The Translight Lighting Method: HDRI-Dome Quality At Blazingly Fast Speeds.
By: Timothy Albee
HDRI and "full-on" Radiosity... what a concept! To light CG elements to go into a live-action (or pre-rendered) shot using only an image generated from photographing the actual environment that holds actual real-world lighting data... what a great idea! Too bad that with all the rays that need to be thrown-around to calculate that "real-world-ish" realism, the renders are sloooooo-ooooow.
This is a technique I developed while working on a short film of mine a few years ago when I had to hit high-levels of visual quality, yet had only two home-computers on which I was rendering. This technique yields all the beauty of a full-on HDRI/Radiosity render, but at a fraction of the time! It is a super-simple concept that blends the elegance of real-world thinking with a great, time-proven CGI trick.
HDR Basics
First, let's explore what's involved in a "Real" HDRI/Radiosity render.
Download and extract the Translight_LWS.zip file (Right Click Save As)
Here, we see a character surrounded by an enclosed hemisphere with a funky, "Tie-Dyed" color texture mapped upon it, (this image can be replaced by any hemispherical HDRI image you photograph yourself or find on the 'net). Press to render the frame, and I'll talk about what's going on while the scene renders.

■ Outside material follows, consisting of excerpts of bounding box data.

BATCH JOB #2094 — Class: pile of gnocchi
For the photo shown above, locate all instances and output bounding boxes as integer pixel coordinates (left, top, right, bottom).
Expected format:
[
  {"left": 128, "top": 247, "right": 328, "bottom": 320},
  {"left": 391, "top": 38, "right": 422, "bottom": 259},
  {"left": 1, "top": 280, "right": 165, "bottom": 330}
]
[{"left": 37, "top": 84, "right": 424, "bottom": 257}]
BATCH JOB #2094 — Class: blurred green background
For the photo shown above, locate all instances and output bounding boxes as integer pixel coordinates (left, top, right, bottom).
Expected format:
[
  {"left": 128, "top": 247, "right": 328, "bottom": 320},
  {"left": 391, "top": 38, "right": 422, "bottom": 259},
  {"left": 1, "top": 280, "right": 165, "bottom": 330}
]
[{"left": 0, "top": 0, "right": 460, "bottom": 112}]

This is a .JPG, (8-bits per channel in Integer format,) version of the .HDR image (32-bits per channel in Floating-Point format) which is mapped onto the hemisphere.
Where an Integer-based image's values go from "1" to "2" to "3"... all the way to its highest value, (in the case of an 8-bit image, that would be from 0 to 255,) a Floating-Point image's values can be almost infinitely divisible steps between any two values. (In Floating-Point, black is usually thought of as 0, [0%,] and white as 1, [100%,] though a PIXEL's value can just as easily be below 0, or above 1.)
8-bits is the minimum a human eye needs to perceive a continuous tone within that channel.
32, floating-point bits-per-channel, obviously, holds a lot more data per channel, which is vital when pushing a rendered frame's colors around significantly in compositing.
An HDR image that can have color values be "hotter" than "255, 255, 255" white. This means that an HDR photograph of a light with values of "800%, 800%, 800%" would actually "cast" eight times the light of a flat-lit, "100%, 100%, 100%" white sheet of paper in the same photograph!